Tablaos : Las Carboneras de Madrid

lundi 31 août 2009 par Nicolas Villodre

Plusieurs établissements délivrent la bonne parole flamenca dans la capitale espagnole : le Café de Chinitas et le Corral de la Moreria, qui se veulent, disons « chicos » ; Torres Bermejas, Clamores, qui alterne flamenco et jazz ; Las Tablas, situé sous un échangeur urbain (attention les yeux : gare à la pollution et, surtout, à la traversée à pied dans le noir !) ; El Corral de la Pacheca, Arco de Cuchilleros, la Casa Patas qui est notre chouchou, etc.

Cet été, nous avons testé pour vous Las Carboneras. Le tablao est situé dans le quartier très central des « Austrias », pas loin de la Plaza Mayor, tout près du studio de montage et de mixage où Almodovar et d’autres cinéastes actuels ont leurs habitudes, à quelques pas du marché San Miguel qui devient, à la tombée du soir, un immense complexe à tapas, et où les madrilènes viennent volontiers boire un verre de Rioja, un tercio de Mahou bien fraîche, ou une coupe de « champagne » catalan, en avalant des tranches de jabugo, des tartines de foie gras et des huîtres provenant tout droit du bassin d’Arcachon.

Une des qualités que nous avons pu apprécier dès notre arrivée au tablao Las Carboneras est l’honnêteté de l’accueil : alors que le prix d’entrée affiché est en principe de 29€, le fait que le Pariscope local, la Guía del ocio, ait annoncé le tarif de 22€ nous a permis d’accéder à ces conditions avantageuses, sympathiques, qui donnent droit en sus à une boisson et à une grande assiette d’olives.

Le personnel est donc chaleureux, jeune et un peu endimanché. La scène, réduite au minimum, supporte tout de même huit artistes sans s’effondrer – deux guitaristes, deux chanteurs, un palmero et trois danseuses, sont au programme ce soir-là. Les plus connus étant d’après la charmante hôtesse : Ana Romero, Vanesa Coloma, Tamar, Juan Manuel et Ángel Gabarre.

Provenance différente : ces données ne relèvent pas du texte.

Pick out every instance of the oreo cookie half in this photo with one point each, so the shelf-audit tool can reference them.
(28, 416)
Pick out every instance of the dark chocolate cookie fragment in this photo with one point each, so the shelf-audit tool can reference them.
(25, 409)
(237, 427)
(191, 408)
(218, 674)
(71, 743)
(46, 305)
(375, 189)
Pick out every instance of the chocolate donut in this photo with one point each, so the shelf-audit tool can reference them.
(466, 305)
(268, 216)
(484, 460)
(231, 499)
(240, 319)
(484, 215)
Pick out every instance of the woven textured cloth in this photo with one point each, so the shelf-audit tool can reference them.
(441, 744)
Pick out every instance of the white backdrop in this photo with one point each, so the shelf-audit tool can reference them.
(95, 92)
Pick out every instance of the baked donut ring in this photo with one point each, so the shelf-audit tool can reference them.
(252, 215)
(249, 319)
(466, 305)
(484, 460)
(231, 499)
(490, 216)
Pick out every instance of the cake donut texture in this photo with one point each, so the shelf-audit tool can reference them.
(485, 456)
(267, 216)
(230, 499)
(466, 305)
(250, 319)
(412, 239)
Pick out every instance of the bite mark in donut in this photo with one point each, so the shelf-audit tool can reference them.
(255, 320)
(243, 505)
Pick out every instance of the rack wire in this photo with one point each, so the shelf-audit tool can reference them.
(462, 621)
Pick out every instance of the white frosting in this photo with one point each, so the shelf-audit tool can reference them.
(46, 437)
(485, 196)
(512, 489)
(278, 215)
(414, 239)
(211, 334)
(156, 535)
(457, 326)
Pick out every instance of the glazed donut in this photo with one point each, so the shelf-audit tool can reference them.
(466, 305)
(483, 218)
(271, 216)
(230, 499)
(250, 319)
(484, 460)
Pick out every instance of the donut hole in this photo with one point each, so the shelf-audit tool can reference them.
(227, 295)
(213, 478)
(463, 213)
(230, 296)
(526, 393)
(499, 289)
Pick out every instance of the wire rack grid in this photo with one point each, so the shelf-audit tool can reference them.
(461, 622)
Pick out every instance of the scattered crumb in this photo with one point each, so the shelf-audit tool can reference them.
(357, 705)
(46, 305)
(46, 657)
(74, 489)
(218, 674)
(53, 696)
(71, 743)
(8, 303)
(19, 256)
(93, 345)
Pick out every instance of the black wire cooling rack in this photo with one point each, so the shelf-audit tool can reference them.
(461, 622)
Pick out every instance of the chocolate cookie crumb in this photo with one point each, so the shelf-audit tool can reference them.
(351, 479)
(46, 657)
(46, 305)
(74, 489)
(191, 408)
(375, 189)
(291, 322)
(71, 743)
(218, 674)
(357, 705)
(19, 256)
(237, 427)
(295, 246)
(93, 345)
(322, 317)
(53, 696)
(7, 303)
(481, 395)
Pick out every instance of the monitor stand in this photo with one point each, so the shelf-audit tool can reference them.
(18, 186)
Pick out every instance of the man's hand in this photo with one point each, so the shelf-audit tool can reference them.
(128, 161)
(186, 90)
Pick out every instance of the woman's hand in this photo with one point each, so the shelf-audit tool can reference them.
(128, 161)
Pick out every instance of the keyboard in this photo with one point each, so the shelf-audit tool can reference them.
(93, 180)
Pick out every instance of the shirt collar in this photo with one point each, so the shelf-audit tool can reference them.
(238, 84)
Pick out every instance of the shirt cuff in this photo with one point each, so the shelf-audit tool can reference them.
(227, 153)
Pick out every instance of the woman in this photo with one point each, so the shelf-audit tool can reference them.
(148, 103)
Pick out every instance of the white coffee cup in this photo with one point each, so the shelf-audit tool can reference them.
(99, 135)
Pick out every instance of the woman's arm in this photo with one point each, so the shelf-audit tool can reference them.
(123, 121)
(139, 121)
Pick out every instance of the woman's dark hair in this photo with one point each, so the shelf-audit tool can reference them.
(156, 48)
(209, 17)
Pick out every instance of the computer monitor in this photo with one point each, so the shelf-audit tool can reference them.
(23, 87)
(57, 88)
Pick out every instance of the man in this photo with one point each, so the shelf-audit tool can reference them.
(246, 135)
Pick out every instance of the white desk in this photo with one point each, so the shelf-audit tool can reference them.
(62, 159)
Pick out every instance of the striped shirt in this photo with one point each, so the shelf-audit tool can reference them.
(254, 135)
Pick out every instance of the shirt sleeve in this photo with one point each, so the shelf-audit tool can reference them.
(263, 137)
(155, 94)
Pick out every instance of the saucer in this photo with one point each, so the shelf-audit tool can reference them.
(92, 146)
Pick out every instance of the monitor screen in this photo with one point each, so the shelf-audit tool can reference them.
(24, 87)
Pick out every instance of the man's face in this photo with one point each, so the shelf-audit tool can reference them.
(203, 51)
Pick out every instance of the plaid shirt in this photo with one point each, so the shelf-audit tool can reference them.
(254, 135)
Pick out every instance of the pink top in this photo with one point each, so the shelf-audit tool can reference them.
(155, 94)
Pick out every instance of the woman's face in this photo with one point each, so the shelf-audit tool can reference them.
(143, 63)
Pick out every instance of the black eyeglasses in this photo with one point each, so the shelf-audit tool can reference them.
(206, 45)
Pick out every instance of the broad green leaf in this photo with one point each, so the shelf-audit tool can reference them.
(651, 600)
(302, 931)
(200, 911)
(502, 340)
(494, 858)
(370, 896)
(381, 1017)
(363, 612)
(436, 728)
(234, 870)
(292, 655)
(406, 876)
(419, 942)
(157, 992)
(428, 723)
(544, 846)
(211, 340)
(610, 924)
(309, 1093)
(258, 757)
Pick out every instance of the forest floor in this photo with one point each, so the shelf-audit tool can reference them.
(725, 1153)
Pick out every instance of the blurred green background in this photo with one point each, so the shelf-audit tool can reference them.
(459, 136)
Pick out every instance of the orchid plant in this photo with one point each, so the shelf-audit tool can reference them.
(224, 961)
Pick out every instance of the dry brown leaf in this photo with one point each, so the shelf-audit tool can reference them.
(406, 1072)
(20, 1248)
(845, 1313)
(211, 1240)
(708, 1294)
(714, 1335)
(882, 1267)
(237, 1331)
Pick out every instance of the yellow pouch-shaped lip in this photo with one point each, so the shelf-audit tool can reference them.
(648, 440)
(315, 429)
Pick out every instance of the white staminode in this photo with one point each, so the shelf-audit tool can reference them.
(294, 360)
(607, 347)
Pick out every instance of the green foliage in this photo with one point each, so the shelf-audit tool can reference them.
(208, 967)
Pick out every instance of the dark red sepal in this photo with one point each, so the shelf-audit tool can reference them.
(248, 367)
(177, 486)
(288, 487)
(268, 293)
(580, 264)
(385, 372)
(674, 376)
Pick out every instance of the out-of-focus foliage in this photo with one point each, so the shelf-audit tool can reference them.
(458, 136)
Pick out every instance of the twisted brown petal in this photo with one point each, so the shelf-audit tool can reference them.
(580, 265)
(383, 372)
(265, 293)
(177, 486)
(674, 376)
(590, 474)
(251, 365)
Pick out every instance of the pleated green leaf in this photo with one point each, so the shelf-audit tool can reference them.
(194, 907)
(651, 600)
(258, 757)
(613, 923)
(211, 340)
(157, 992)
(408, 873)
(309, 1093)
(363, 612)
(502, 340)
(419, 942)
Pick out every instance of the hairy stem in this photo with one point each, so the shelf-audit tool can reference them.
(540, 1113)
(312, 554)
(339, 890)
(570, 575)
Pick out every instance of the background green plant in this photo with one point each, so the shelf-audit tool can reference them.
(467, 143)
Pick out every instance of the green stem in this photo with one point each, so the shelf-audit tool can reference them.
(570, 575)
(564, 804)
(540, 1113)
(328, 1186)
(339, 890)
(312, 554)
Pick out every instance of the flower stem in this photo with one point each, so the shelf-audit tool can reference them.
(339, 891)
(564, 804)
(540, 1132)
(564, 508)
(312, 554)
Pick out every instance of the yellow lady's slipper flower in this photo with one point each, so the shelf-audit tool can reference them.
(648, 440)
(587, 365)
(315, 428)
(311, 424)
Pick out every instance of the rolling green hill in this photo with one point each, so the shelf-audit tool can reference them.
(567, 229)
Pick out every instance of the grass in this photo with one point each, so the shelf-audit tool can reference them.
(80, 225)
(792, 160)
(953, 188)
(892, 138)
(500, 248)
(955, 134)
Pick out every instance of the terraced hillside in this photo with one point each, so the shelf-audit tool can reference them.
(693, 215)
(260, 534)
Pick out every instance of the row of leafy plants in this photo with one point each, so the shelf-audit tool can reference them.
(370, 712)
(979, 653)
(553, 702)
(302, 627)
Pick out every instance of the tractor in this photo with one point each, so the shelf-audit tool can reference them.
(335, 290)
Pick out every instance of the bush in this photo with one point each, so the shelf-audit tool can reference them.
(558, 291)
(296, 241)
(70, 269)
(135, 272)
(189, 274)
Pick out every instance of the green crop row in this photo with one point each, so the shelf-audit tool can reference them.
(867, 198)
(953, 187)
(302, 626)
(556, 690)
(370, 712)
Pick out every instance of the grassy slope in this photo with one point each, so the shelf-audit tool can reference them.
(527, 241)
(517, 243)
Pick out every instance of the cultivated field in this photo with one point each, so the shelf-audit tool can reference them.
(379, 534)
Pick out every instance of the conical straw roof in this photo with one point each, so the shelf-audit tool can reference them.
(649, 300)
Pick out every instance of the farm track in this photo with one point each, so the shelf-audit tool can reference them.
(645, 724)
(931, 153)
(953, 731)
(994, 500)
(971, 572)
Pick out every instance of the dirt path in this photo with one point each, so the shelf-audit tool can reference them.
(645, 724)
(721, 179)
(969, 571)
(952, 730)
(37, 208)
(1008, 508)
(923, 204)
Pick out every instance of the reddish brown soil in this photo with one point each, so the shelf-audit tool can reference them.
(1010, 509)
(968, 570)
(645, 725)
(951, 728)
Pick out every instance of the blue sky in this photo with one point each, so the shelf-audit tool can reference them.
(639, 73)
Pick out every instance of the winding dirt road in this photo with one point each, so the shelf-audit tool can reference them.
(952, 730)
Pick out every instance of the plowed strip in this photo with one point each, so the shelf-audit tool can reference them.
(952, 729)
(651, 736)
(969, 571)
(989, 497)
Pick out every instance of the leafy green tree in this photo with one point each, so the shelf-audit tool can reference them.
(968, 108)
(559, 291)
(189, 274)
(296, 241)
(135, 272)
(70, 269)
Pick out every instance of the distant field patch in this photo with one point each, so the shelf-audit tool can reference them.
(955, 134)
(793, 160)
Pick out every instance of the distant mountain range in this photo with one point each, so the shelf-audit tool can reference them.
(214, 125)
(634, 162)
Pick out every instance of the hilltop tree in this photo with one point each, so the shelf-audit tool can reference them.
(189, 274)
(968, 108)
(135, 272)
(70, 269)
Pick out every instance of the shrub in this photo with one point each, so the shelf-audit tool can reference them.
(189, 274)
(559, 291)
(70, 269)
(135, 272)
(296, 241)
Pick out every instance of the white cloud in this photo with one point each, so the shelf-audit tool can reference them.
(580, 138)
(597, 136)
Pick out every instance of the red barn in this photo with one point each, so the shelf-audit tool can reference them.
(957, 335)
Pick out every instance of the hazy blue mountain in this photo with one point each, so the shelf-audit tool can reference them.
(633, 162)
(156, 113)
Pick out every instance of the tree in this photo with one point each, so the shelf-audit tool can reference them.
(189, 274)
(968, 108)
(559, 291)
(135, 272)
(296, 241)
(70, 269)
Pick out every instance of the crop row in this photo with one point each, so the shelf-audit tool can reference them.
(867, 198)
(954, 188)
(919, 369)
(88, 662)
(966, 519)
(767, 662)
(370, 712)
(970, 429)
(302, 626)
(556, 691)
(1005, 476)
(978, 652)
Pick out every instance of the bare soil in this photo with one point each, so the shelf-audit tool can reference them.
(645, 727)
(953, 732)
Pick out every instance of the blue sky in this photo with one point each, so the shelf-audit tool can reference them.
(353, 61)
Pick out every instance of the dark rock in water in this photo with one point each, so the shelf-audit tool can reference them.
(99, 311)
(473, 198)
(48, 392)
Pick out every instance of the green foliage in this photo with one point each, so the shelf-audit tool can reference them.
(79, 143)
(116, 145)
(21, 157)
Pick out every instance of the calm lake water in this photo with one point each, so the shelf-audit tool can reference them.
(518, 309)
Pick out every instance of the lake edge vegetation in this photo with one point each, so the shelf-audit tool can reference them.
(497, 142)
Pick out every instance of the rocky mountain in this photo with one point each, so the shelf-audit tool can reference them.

Les touristes sont majoritaires dans le public, mais il y a toujours dans un recoin de la salle un groupe de gitans, quelque membre de la famille venu assister à la performance et soutenir tel ou tel des artistes. L’ingénieur du son (qui cumule la fonction de chef éclairagiste), barbichu, porte le bermuda estival réglementaire. Les danseuses étaient convaincantes. La première était puissante, énergique. La deuxième avait un fier port de bras et a joué les coquettes avec les effets de son châle blanc. La dernière, en robe rouge, pleine de fougue, nous a paru la plus expérimentée. Les jeunes femmes ont fini leur routine en se lâchant totalement sur scène.

Les deux guitaristes ont assuré le set et ont pris les relais sans anicroche. Ils ont été excellents et sont restés au plus près d’une ligne plutôt traditionnelle. Nous avons eu droit pour le même prix à deux chanteurs : l’ un avec de la bouteille, mais dont la prestation nous a semblé minimaliste et dont nous avons perçu un timbre un peu cotonneux ; l’ autre, assez jeune, qui a toujours été juste, que ce soit en intensité, en altération, ou en distorsion. En distinction également.